Why having a search information model?
Things are actually going according to plan. Automatic indexing is up and running, and search is working, so now it’s time for a search information model. A search information model is kind of the information architecture of a search solution. The difference is that a good search engine revolves around the user more than a web page structure. You mold your information architecture to best fit your user, even if this doesn’t match the underlying architecture fully. The search information model will be the basis of the user experience, web design and front end code. A good reason a search solution has to revolve around the user, is that a user types in his/her words. If you ever see a search log, you’ll notice you’re looking at a users intention.
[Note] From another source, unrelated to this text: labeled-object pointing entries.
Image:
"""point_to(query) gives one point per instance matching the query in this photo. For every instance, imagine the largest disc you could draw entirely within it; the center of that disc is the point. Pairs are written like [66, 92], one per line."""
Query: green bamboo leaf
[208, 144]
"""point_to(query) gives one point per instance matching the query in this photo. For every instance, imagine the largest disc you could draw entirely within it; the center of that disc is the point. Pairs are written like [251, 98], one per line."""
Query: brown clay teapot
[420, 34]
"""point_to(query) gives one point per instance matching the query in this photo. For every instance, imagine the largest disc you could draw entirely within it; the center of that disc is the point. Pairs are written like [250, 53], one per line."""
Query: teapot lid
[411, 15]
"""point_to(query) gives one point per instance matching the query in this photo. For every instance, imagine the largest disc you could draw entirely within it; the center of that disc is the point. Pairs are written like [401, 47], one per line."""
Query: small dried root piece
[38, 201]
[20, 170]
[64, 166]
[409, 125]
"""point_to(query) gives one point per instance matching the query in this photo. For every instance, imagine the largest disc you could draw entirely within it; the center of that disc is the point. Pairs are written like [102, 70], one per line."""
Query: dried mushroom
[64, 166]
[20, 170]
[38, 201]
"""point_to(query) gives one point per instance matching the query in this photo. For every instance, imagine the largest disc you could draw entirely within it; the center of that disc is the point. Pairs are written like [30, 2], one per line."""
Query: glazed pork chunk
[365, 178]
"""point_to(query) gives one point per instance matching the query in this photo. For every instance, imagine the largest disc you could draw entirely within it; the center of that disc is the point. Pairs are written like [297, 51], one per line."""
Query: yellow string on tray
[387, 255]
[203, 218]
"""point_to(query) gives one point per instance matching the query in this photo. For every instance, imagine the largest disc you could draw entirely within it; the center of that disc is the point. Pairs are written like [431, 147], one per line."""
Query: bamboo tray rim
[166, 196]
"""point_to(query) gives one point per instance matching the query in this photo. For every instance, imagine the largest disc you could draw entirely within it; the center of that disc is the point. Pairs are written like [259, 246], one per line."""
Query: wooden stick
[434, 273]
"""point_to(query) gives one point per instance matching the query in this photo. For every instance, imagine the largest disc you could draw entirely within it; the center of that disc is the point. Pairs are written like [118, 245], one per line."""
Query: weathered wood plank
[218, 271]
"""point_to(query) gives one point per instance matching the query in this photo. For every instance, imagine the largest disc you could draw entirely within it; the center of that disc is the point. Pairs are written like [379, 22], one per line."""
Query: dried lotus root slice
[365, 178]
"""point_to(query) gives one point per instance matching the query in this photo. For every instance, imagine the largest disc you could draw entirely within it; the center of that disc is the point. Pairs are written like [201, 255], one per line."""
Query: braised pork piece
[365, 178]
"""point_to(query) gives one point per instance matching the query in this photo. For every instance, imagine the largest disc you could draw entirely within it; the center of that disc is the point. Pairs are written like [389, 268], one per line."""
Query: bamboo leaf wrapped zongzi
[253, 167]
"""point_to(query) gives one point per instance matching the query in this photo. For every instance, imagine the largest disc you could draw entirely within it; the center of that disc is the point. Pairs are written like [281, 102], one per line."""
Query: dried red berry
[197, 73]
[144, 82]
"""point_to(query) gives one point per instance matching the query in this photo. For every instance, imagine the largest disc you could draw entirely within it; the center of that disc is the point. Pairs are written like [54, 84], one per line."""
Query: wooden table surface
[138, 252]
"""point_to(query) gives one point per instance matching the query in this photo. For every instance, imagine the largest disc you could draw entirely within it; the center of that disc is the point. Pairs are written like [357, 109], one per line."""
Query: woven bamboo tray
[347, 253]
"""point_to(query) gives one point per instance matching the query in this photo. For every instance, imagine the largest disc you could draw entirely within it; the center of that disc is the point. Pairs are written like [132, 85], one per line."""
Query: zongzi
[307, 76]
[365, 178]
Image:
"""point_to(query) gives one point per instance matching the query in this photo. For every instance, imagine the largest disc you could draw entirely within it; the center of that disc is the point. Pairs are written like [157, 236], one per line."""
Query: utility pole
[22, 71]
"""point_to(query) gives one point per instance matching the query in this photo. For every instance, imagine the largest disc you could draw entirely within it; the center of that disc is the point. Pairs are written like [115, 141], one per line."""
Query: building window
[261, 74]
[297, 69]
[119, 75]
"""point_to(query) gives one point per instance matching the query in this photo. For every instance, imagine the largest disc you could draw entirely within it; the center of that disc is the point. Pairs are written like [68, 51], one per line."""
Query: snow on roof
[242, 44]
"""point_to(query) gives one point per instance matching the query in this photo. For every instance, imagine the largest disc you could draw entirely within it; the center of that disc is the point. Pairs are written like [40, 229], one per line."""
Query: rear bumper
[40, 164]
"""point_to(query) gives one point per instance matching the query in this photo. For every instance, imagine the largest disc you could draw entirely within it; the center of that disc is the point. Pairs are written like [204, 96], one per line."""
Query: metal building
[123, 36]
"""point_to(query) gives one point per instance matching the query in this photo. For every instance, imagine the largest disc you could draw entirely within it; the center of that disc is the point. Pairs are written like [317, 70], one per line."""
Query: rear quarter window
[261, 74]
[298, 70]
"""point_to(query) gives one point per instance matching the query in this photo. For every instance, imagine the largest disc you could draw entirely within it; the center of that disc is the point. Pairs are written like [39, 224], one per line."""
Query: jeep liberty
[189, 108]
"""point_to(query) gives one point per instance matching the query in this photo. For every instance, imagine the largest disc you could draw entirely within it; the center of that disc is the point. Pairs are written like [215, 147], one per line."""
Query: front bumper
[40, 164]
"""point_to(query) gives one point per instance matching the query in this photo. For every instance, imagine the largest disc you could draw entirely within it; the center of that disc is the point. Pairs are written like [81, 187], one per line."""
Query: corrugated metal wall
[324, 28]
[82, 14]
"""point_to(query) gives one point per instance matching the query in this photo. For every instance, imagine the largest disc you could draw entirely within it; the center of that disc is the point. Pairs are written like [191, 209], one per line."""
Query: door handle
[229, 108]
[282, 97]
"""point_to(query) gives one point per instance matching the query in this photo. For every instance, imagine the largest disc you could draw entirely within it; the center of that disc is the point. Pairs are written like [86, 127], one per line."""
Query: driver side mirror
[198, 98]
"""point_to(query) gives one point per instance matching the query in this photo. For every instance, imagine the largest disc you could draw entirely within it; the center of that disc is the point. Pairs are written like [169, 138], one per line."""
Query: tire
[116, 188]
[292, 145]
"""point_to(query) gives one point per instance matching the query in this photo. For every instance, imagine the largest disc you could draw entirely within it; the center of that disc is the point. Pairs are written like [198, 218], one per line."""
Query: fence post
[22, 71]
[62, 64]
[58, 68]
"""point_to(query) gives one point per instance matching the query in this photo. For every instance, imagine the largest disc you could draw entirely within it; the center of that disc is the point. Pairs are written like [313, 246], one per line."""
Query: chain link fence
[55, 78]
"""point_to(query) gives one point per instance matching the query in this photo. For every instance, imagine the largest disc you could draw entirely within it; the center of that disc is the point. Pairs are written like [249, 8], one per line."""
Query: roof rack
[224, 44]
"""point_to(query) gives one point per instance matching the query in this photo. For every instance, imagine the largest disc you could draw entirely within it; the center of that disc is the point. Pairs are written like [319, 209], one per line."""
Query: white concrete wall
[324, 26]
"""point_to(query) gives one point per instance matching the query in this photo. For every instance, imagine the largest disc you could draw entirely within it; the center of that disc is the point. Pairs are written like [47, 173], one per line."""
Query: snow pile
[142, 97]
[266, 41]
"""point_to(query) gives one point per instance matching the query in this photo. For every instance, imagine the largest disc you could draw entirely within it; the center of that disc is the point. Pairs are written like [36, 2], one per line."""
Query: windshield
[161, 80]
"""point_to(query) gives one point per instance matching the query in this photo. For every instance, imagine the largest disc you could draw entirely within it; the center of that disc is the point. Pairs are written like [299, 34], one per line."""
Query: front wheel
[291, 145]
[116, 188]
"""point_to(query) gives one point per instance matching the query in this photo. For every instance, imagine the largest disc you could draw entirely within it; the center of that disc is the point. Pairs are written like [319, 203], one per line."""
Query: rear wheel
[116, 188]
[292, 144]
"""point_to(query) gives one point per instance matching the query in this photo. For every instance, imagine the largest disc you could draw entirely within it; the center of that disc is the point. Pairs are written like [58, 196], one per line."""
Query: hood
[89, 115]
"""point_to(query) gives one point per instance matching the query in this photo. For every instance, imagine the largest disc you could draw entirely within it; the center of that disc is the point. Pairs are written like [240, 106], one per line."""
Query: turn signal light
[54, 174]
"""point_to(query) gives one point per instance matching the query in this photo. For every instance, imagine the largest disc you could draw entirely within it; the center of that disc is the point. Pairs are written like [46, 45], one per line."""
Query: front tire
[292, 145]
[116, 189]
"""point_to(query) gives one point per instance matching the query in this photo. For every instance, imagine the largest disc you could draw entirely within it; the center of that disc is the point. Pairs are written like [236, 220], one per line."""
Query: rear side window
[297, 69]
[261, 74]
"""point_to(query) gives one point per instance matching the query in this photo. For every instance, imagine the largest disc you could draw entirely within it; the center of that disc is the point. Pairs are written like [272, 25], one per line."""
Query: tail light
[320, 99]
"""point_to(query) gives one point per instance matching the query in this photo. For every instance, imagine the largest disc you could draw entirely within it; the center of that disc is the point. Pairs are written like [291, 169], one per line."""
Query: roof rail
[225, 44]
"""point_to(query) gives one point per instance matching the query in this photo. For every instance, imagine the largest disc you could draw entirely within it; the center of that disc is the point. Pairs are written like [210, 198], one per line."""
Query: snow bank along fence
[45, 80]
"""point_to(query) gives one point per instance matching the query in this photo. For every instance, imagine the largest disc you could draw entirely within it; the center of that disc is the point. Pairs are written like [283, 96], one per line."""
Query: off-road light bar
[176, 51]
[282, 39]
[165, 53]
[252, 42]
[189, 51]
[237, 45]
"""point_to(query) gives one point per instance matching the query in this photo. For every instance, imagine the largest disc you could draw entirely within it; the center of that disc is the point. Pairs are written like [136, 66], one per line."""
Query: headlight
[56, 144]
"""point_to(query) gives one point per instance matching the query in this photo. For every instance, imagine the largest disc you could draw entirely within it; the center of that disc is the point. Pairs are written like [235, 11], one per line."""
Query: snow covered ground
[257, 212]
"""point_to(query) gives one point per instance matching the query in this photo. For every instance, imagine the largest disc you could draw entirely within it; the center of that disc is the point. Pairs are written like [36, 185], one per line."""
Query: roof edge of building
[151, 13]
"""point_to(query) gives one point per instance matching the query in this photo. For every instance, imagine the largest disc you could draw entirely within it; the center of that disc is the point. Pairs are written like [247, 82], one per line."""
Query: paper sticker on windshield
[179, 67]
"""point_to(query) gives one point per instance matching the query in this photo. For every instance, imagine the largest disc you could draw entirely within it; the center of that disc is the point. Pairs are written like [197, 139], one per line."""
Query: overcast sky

Here’s the search information model so far. One example where the search information model doesn’t match the information architecthure is the user category. I don’t have any documents matching users, but I’ll agregate and consolidate so it will be one in the search solution. A user will then possibly consist of the following elements:
- Email address
- Phone number
- gravatar photo/icon
- User names/IDs for:
This will, in adition to a regular search, give me a per user search. I can search, find a user, click on that user and instead of going to a document that doesn’t exist, I can get a special search page for this person. I’ll be able to do something similar for “Events”, where I can show all results near (in time) a calendar or position event. All data is gathered by IFTTT IF-recipes and stored in spreadsheets in Google Drive. At the beginning of the project, I made a lot if IFTTT-recipes. Just by looking at the spreadsheets it was easy to figure out which sources were useful and which were not. A task manager called Remember the Milk seemd like a nice source to index, but looking at the data gathered, I understood it would only add noice. Nothing there triggered any re-finding nerve, which this search is all about: Indexing stuff, or actions/reactions, that I want to find back to and revisit at a later time. SMS’es also looked like a nice source for indexing, but when looking at the SMS’es stored, it was just to creepy to add to a search index. Also some sources are not that good because of limitations in IFTTT. One example is Facebook status message. It doesn’t have an item ID. That means I can’t link back to the actual message. But Facebook links and replies are okay.
Document preview and search engines
Ok search solutions have document previews. You need a preview since a lot of the documents are not web formats. These previews are either images of a front page, or an HTML template faking the document layout. Either way, it’s not very interactive. It’s a display of what you might see if you take the time to click on the document and wait for it to open. Not so with Personal Search. The idea is to have a regular search result column in center, and actual content to the left. If I click/hover on an interesting tweet search result, I’ll get the full discussion thread to the left with all the interaction of Twitter to continue the discussion. All this with a message ID and an developer API.
What’s now and what’s next?
Automated indexing is working, and so is searching. I get a lot of duplicates, so will switch from using Norch-indexer to Search-index’ si.add function to get a more fine graind control when indexing documents. Anyhow, that’s fairly straight forward.
Search is working. Not looking pretty, and missing a lot of functional stuff. But working facets and all, and that’s great! It’s running of a Raspberry Pi 2 with Raspbian (Debian Wheezy) and it’s lightning fast. The first Raspberry Pi B was fast enough to handle search queries and deliver search results, but it’s a little underpowered for the indexing task. That leaves me with what’s next. First off, I’m going to make some quick interaction designs and create a static HTML prototype. The prototype will be a fork of the Norch-bootstrap repository and become Personal Search to quickly start creating a better frontend. In between there will be more code added to the document processing tool: IFTT-Norch-tools.
Last time, it was only an idea. Now search and facets are working nicely. More to come =)